Sixième Dimanche de Pâques

Jésus évoque au passage une des réalités les plus riches de nos existences, l’amitié.  L’amitié nourrit la joie, l’amitié sème la paix. L’amitié : quand « (l’un) communique à l’autre ce qu’il a de meilleur, dans un échange incessant ». L’échange d’ailleurs ne requiert nécessairement des paroles. Un écrivain d’aujourd’hui, Philippe Claudel, le démontre splendidement ; Monsieur Lynn, un vieillard vietnamien emmené en France loin de tout ce qu’il a connu, ignore absolument la langue de l’homme qui s’assoit un jour près de lui sur un banc public. Aucune parole entre eux, mais quel échange au fil des jours ! Un échange qui fait re-naître à la vie, un échange qui fait sourdre la joie du cœur.
Mais alors que pense Jésus quand il dit : « Vous êtes mes amis si vous faîtes ce que je vous commande ». Cette parole de ‘commandement’ sonne étrange entre amis. Mais de quel commandement s’agit-il ? Jésus l’a dit juste auparavant : « Mon commandement, le voici : aimez-vous les uns les autres comme je vous ai aimés ». Le commandement, c’est que ses disciples s’aiment les uns les autres. S’ils ne le font pas, ce n’est pas tant une affaire de désobéissance qu’une affaire de barrage fait à cet amour dont Jésus les aime.   Le commandement, c’est de ne pas arrêter le courant de l’amour. Car, alors, cesse l’échange et l’amitié.
La qualité de l’échange, c’est justement ce que Jésus donne comme autre caractéristique de l’amitié quand il dit : « Je vous appelle amis, car tout ce que j’ai appris de mon Père, je vous l’ai fait connaître ». Les amis de Jésus sont sur un pied d’égalité avec lui. La preuve, c’est la qualité de ce qu’il leur confie : tout ce qu’il a appris, il le leur donne.
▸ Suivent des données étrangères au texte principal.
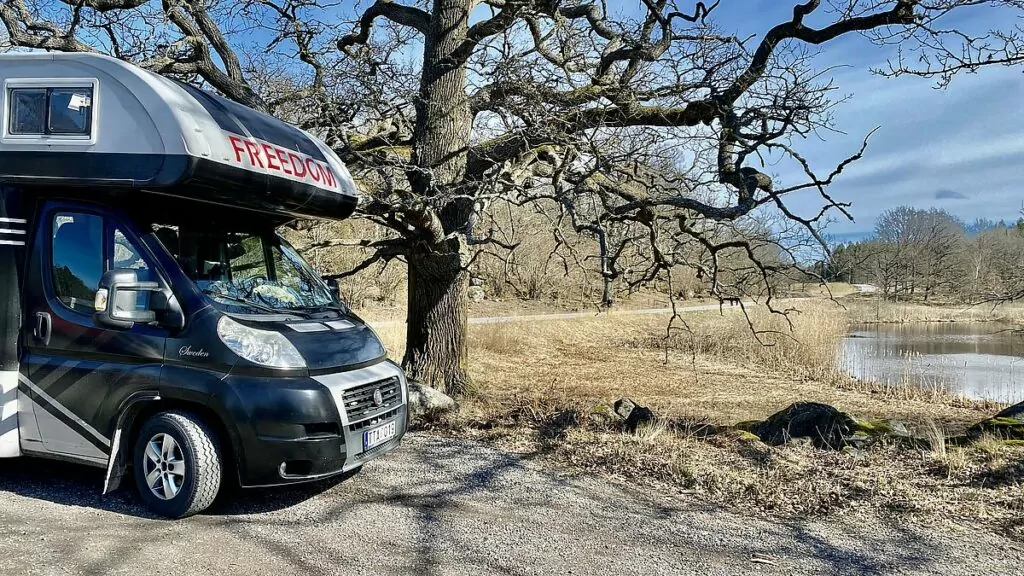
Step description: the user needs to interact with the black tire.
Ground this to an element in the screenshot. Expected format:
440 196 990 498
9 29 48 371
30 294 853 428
132 411 223 519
Il reste encore une phrase où Jésus dit tout le prix que ses amis ont pour lui. Que valent-ils ? rien de moins que sa propre vie. « Il n’y a pas de plus grand amour que de donner sa vie pour ses amis ».  Les amis, ses amis, tous ses amis : les aimer, c’est toute sa vie, et, s’il le faut, il est prêt à la donner pour eux.
Et c’est ce qu’il fera. Par là, il démontrera ce qu’a été toute son existence et ce qu’elle est éternellement : « Comme le Père m’a aimé, moi aussi je vous ai aimés ». Il a aimé le premier. Il propose son amitié, son amour, Lui qui n’est que cela. Il la cherche et il l’espère plus que tout ce que nous pouvons imaginer ou concevoir, comme dira S. Paul.  Il la  cherche et il l’espère bien plus que tout ce qui, à nos yeux terriblement myopes, paraît en nous faire obstacle, paraît comme lui barrer le passage. Mais Jésus nous rejoint bien plus profond que toutes ces impressions et sentiments qui nous habitent. Rien ne l’empêche jamais de nous aimer comme le Père l’aime lui.
Et cette amitié-là éveille le cœur tout grand à l’amitié, à l’amitié les uns pour les autres, sans barrage, sans limite.
C’est Jésus faisant sourdre ce courant-là que nous célébrons dans chaque Eucharistie.